The makers of South Park fear no lawsuit. At the end of their controversial “Trapped in the Closet” episode derided Scientology and exposed a number of church “secrets,” the main characters scream “well fine! Go ahead and sue me!…I’m not scared of you! Sue me!”
The Church of Scientology is known to be litigious group, but they never came after South Park formally. Instead, Tom Cruise used his leverage with Comedy Central’s parent company, Viacom, to keep the episode from re-airing.
Of course, as soon as Cruise was no longer promoting Paramount Picture’s (owned by Viacom) Mission Impossible: 3, the episode was replayed multiple times, and it survived on the internet at South Park Studios and in pirated form.
Having seen Tom Cruise and Scientology fail to take on South Park, the makers of the popular Youtube Video “What What (in the butt)” should have known to leave well enough alone. South Park parodied the video in an episode on internet viral videos, and Brownmark, the company behind the original, filed a suit for copyright infringement.
Strangely enough, South Park actually licensed the music, but not the video, which Brownmark produced.
No matter, Brownmark won’t be seeing any money from licensing fees–quite the opposite. The court was so heavily in favor of South Park and Viacom that the suit never went to trial, and now the court has ruled that Brownmark must pay attorney fees, over $30,000, for even bringing it up.
Here are some gems from the decision:
“To begin, the defendants’ fair-use argument was very strong, and Brownmark’s legal position was objectively unreasonable. The Court took the somewhat rare step of deciding this case at the motion to dismiss stage, precisely because the defendants’ fair-use defense was so strong, satisfying all four fair-use factors.”

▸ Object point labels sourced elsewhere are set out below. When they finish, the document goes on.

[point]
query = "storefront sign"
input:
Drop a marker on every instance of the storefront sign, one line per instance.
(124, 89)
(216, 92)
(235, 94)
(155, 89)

“First, the Court found that South Park’s work was a “clear” parody, which one could gather quickly and easily from watching the episode.”
“South Park’s use was insubstantial.”
“…it is most likely that South Park’s use would have spurred demand for the original, making the viral video’s spread more rapid after its exposure to a national television audience.”
Inquiring further, the Court finds that Brownmark’s legal positions were also objectively unreasonable, and thus their position was frivolous.
“Not only was South Park’s video a parody, but South Park substantially transformed its version from the original. South Park did not directly copy Brownmark’s original video and insert it into the episode; rather, South Park created a video that purposefully mocked the obscure images and song of the original, all in an attempt to poke fun at the original, its viral popularity, and internet crazes as a whole.”
Further, the Court is convinced that Brownmark’s motivation in filing this suit was questionable. Not only was Brownmark’s position unreasonable, but it also waited nearly two years to file a lawsuit, only after being repeatedly rejected with warnings that South Park’s use was copyrighted. (Docket #34, Ex. B). This demonstrates an attempt by Brownmark to use the threat of litigation against the defendants as a sort of “sword of Damocles”—hanging by a thread over the heads of the defendants while Brownmark attempted to extract a licensing fee.”
Yeesh! Finally, the court did take some pity:
“While Brownmark’s legal action was unreasonable, the Court fears that imposing financial ruination on a small company, like Brownmark, for an attempt to protect its rights might result in similarly-situated plaintiffs with stronger claims refraining from enforcement.”
In fact, the court is waiting to see how much Brownmark can afford before handing down a fine. Perhaps that generosity made the court feel better about the (justifiable) venom coursing through the decision.